The new Health Reform law tries to address this concern, at least for middle-aged people who are not yet 65. The law places a cap on insurers’ ability to age-rate premiums for any policies that will be sold through the health insurance exchanges that are scheduled to start in 2014. By doing this, the law will result in younger people paying more than they otherwise would.

Once they reach age 65 and enroll in Medicare, individuals are better protected since neither Part B nor Part D premiums are adjusted for age. Whether their supplemental premiums are tied to their ages depends on the types of plans they have. In all but a few states, for instance, Medigap policies are sold on attained-age basis. This makes these policies particularly expensive for retirees in their late 70s and early 80s, who frequently pay $3500 or more each year in Medigap premiums.

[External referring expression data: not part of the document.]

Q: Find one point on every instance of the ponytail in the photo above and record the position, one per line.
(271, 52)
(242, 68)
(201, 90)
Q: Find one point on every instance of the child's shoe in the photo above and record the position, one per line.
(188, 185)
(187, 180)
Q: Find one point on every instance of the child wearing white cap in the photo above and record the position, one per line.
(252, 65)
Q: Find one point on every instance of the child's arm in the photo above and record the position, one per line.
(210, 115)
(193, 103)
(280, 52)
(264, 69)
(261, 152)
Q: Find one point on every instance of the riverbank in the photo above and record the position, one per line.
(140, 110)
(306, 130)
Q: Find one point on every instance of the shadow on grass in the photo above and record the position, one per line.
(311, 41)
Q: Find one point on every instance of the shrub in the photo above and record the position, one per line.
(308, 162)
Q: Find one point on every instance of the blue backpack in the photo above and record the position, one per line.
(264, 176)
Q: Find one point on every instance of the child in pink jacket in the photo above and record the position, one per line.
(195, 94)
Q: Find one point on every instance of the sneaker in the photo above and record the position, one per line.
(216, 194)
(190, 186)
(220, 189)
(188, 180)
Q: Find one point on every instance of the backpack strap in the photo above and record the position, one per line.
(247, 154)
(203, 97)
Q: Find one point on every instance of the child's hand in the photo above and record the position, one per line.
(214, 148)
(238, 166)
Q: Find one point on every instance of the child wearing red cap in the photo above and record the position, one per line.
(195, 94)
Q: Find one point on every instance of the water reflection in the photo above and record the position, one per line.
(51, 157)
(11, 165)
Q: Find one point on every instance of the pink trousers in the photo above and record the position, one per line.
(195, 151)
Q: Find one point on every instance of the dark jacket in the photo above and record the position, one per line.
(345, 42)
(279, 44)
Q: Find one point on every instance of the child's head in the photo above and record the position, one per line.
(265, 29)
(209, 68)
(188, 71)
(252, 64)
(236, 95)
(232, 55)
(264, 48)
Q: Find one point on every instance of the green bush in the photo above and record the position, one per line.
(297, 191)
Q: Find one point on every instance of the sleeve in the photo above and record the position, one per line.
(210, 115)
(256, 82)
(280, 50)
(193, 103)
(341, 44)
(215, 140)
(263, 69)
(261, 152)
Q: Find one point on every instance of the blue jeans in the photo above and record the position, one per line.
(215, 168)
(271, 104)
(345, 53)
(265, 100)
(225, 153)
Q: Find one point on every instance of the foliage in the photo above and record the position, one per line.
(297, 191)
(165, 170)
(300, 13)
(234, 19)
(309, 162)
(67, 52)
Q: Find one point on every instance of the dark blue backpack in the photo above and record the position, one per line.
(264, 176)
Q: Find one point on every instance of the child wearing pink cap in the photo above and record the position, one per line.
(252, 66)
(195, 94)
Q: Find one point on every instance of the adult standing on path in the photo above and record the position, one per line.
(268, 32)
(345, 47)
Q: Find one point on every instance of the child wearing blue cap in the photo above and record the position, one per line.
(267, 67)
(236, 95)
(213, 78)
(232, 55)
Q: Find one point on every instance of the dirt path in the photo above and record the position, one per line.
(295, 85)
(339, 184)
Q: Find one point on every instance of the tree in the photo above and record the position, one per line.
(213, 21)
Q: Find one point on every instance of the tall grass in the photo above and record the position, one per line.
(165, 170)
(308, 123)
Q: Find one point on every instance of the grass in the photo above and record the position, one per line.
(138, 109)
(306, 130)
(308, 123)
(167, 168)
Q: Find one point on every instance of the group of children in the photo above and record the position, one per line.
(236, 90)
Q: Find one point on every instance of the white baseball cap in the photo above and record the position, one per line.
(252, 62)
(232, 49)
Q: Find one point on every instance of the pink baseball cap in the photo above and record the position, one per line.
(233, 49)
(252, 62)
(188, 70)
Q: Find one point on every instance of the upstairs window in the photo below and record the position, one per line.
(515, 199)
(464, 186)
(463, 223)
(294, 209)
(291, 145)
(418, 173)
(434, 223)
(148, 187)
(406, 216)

Earlier this year the AARP Policy Institute published a study summarizing the findings of University of Maryland researchers who had analyzed the healthcare spending patterns of the 12,000 people in the Medicare Current Beneficiary Survey. The researchers found that in 2006 (the most recent year for which data were available), the average out-of-pocket healthcare spending, including premiums, for people ages 65-69 was $3,575 a year. Meanwhile, people ages 80-84 spent $5,603 a year. So, those in the older group spent 57% more, on average, or approximately 3.8% for each year that they were older. The numbers do not include people who had Medicare Advantage plans.

Medigap premiums are usually adjusted by roughly 3% for each year of age. A 65-year-old living in St. Louis, for instance, will pay almost $1,900 a year for a Medigap Plan F sold by Mutual of Omaha, while an 80-year-old will pay $2,640 annually, a difference of 2.6 % for each year of age. And in Baltimore, a 65-year-old who buys a Plan F sold by Aetna will pay $2,210 annually in premiums, while an 80-year-old will pay $3,610, a difference of 4.2% for each year of age.

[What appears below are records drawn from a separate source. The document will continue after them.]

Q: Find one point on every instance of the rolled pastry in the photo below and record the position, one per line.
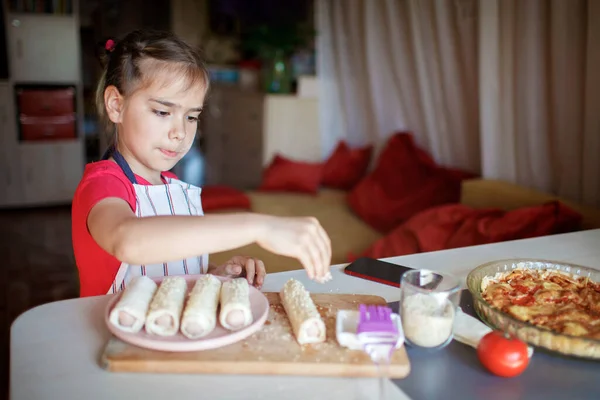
(306, 322)
(129, 314)
(164, 312)
(200, 313)
(235, 312)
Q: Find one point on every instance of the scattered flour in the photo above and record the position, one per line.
(426, 320)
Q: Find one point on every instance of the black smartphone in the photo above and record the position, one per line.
(377, 271)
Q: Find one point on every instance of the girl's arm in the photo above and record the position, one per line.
(150, 240)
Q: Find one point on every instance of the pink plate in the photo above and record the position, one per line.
(219, 337)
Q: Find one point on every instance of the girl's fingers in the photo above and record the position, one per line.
(233, 269)
(307, 263)
(261, 271)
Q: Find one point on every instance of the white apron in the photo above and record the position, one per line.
(173, 198)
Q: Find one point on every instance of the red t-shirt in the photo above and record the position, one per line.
(97, 268)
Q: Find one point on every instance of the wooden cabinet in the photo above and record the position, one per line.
(43, 48)
(232, 130)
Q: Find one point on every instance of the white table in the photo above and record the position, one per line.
(55, 347)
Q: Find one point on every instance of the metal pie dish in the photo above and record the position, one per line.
(534, 335)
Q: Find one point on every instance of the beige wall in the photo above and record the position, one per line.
(189, 19)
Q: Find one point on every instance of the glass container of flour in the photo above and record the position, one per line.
(428, 303)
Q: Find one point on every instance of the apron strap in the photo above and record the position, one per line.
(112, 151)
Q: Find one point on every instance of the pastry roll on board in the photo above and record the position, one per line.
(129, 314)
(164, 312)
(235, 312)
(200, 313)
(306, 322)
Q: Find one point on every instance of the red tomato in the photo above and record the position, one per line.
(502, 355)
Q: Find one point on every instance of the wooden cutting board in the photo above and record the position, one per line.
(271, 351)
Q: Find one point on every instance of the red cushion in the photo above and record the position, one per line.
(346, 166)
(284, 174)
(221, 197)
(456, 225)
(405, 181)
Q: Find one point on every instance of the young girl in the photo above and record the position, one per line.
(130, 217)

In addition to adjusting premiums for age, insurers who sell Medigap policies add another 3% or so for healthcare inflation.For planning purposes, then, Medigap premiums increase by about 6% annually. United Healthcare, which sells the most Medigap policies, says that over the past several years, its premiums have grown by almost 6% annually.

Partly because it is age-adjusted and partly because it is the only type of supplemental coverage that receives no government or employer subsidies, a Medigap policy is the most expensive type of supplemental coverage for older people. Those in early retirement should understand how much this coverage will likely cost if they live to ripe old ages, so that they are not forced to abandon it later.

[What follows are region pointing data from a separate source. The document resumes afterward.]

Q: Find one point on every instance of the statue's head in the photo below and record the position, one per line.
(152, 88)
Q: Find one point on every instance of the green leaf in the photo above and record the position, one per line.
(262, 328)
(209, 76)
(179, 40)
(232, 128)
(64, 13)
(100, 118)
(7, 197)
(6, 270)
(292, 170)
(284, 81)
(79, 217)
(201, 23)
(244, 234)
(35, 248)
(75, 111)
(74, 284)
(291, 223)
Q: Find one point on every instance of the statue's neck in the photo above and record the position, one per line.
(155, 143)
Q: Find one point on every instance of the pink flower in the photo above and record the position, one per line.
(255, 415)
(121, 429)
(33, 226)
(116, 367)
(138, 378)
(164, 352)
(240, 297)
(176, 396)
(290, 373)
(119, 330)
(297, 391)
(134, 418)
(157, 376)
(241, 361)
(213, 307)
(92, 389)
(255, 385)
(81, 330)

Medicare Advantage plans, on the other hand, are the least expensive choices for people who don’t have employer supplements. Unlike Medigap policies, Advantage plans do not adjust premiums for age. Thus an 85-year-old retiree will have the same premiums, deductibles, and co-pays as a 65-year-old. Although older retirees in Advantage plans may not realize it, the government subsidizes them, since the monthly rates it pays to the plans are age-adjusted.

Employer retiree plans are group coverage, and so they have uniform premiums that are not adjusted for someone’s age. This means that employer plan premiums are often higher than they would otherwise be for younger retirees and lower for older ones. Besides benefiting from the employer subsidy, younger retirees in these plans have the knowledge that one day when they are in the 80s, they will have the best of both worlds. They will then have a subsidy from the employer as well as one from younger retirees who are paying their age adjustments.